I sent an highly enhanced picture of the Rip's hat to 4 great custom hat makers this year and THEY ALL agreed on the crown type. If you want me to email you these photos let me know at fbatta@sbcglobal.net. Rip's hat was NOT a top hat. I have a beaver top hat made in 1854 in NYC (documented) and that "ain't" Rip's hat. I am a happy hat owner.
PS Rip is my hero for years. He inspired me to get my law degree after my medical degree. But I ain't no tea tootler like RIP. Cheers to Buckaroo Hatters.
Permalink Reply by Steve McCarty on May 3, 2012 at 10:03am The hat I've been searching for is the one that Paul Newman wore in BC and the Sundance Kid. It wasn't exactly like a cowboy hat, but it looked right to me. I went to my personal hat guy who is the sheriff in Lusk MT. He fashioned me a hat alright, but it wasn't right.
Permalink Reply by Glen Carman on May 3, 2012 at 1:49pm From Googling images of Paul Newman in BC & TSK, I see that Paul Newman wore at least four different hats in the movie. One was a derby (bowler), another was a processed wool or fur hat with a flat, round top and a short brim curled like a modern cowboy hat, a third was a straw hat closely resembling the second, and the last one was similar to the second, but with less of curl to the brim. A derby is easy to find, but if you want the second hat, how about getting a stingy brimmed fedora and giving the brim a curl?
Permalink Reply by Steve McCarty on May 4, 2012 at 10:15am Actually that's what I have done. I search out old fedora's. I found a brown one with a wide ribbon that was smashed on the floor in a junk shop in Fort Bragg, CA. I punched out the top and it was fine, the silk inside was in great condition and it fit like a glove.
I call it my "story hat", because it has one.
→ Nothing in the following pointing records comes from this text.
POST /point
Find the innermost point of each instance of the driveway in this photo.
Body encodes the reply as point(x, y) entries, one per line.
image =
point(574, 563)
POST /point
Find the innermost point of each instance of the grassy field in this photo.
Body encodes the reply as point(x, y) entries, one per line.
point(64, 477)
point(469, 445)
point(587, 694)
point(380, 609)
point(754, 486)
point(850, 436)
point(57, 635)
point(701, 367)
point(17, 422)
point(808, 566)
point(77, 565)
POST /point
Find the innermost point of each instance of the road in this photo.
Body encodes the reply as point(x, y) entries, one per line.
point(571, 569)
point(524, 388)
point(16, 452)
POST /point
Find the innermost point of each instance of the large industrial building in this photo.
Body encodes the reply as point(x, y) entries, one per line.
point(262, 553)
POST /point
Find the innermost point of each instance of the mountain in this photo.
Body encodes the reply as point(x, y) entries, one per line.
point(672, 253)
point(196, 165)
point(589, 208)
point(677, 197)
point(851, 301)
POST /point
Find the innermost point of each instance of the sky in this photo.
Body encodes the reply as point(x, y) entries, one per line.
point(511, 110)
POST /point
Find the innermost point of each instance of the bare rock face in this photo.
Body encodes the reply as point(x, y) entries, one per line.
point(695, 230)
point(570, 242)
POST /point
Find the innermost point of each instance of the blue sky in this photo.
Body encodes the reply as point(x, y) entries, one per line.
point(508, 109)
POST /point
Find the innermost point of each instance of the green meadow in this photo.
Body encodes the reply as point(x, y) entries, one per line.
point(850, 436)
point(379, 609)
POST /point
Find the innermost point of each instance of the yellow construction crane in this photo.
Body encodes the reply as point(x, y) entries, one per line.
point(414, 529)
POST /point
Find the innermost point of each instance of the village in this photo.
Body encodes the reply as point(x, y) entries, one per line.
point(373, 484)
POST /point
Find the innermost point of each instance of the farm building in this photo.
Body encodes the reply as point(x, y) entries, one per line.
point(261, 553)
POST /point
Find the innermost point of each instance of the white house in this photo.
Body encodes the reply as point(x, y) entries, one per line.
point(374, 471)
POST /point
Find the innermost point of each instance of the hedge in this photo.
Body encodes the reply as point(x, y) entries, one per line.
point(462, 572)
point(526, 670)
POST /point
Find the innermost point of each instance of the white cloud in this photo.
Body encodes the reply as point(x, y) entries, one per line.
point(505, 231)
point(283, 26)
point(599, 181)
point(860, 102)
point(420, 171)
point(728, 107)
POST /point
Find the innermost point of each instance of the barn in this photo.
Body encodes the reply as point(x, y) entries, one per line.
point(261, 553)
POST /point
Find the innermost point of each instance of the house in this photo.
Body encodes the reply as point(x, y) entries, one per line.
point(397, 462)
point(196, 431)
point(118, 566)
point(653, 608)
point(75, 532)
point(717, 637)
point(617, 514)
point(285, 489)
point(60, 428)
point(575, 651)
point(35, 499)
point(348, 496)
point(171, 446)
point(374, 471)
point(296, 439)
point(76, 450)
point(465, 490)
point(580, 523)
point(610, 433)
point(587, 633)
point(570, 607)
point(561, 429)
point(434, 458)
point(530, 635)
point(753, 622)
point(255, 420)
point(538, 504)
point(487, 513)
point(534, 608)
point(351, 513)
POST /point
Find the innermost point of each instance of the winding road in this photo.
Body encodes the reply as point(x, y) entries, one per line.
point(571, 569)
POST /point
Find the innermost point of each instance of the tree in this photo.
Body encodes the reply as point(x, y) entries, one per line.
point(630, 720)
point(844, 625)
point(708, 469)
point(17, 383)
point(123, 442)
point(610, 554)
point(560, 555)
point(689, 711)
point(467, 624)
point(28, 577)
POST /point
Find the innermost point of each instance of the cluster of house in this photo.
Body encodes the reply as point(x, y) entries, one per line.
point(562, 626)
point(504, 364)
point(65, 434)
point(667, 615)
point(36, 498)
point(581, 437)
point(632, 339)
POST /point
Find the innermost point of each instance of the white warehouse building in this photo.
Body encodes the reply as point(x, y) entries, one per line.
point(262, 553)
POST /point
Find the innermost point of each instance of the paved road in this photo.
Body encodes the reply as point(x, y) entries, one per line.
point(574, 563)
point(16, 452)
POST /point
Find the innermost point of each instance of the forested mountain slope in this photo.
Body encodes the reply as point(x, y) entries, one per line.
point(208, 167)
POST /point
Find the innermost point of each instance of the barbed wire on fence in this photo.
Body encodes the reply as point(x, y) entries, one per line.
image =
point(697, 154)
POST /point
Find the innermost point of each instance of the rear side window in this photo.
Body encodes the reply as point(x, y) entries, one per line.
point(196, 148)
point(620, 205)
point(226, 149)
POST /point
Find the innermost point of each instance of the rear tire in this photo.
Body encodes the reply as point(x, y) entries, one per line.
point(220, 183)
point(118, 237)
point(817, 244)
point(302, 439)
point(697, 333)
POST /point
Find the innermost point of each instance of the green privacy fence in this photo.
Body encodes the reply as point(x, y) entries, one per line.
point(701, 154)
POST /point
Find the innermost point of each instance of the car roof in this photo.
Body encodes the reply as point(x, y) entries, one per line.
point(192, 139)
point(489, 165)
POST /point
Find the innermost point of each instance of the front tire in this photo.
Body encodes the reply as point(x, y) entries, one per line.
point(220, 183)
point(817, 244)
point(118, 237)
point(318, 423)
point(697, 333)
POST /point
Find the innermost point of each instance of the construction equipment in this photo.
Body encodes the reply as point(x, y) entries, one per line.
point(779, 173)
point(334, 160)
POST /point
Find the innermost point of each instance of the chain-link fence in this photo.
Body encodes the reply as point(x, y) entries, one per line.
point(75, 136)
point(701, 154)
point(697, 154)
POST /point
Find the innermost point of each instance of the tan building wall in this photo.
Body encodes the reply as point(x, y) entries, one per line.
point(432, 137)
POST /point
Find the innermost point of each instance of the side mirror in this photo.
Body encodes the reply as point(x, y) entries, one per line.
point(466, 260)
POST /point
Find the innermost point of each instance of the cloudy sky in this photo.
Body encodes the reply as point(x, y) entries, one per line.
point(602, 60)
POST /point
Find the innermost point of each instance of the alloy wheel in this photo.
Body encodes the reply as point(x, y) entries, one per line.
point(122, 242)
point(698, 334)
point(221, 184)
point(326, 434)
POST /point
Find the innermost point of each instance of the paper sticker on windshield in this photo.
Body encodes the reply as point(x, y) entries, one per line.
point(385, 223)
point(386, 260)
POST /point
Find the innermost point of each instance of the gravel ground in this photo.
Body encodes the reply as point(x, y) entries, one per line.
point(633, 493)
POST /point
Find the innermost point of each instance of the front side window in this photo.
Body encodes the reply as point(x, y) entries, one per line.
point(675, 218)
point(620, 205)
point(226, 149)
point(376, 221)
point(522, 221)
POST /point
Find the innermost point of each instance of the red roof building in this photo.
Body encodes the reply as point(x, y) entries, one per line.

After I bought it ($28); I put it on and stepped outside. It was raining. Not wanting to soak my new hat, I stepped into the art store next door. An elderly lady came over. I told her I was just getting in out of the rain. Then I showed her my new hat. She looked at it and her eyes welled up in tears. "That was my husband's hat." She said. She explained to me that he had purchased it sometime before they moved from New York to Calif. in 1946 and that her daughter demanded the old hat after her husband died. Well, the daughter wanted it to sell it. I wrote the original owner's name on a slip of paper and put it into the hat band. The lady said that her husband never wore it and that it lived its first life on a self in their closet. It looks and feels like new. Strange story, but true.
I think that old hats are better because they are softer. I do have a bowler, but I feel funny wearing it. I also have a Panama which is comfortable, but it is a summer hat. I was in Benson AZ once. While walking down the street I came across a hat maker who specialized in hand made Panama hats. They were beautiful, very soft and finely woven of some kind of grass. I wanted one. I asked the owner "how much?" She said, "Well, they start at $1500". Whaaaaaa?! She said most of her clients are celebrities and I think Jeff Bridges is wearing one in Seabiscuit.
Permalink Reply by C. F. 'Charley' Eckhardt on May 5, 2012 at 3:28pm I needed a new black dress hat, so I went to River Junction. The guy told me he had one exactly like the one Kurt Russell wore in Tombstone, so I bought it sight-unseen. It was made in Lancaster, Pennsylvania, by the Flying Eagle hat company. It's an Amishman's hat! It's as stiff as plank. I'd make a pretty good weapon in a fight. You hit some guy with the brim of the thing, he's gonna remember it a while!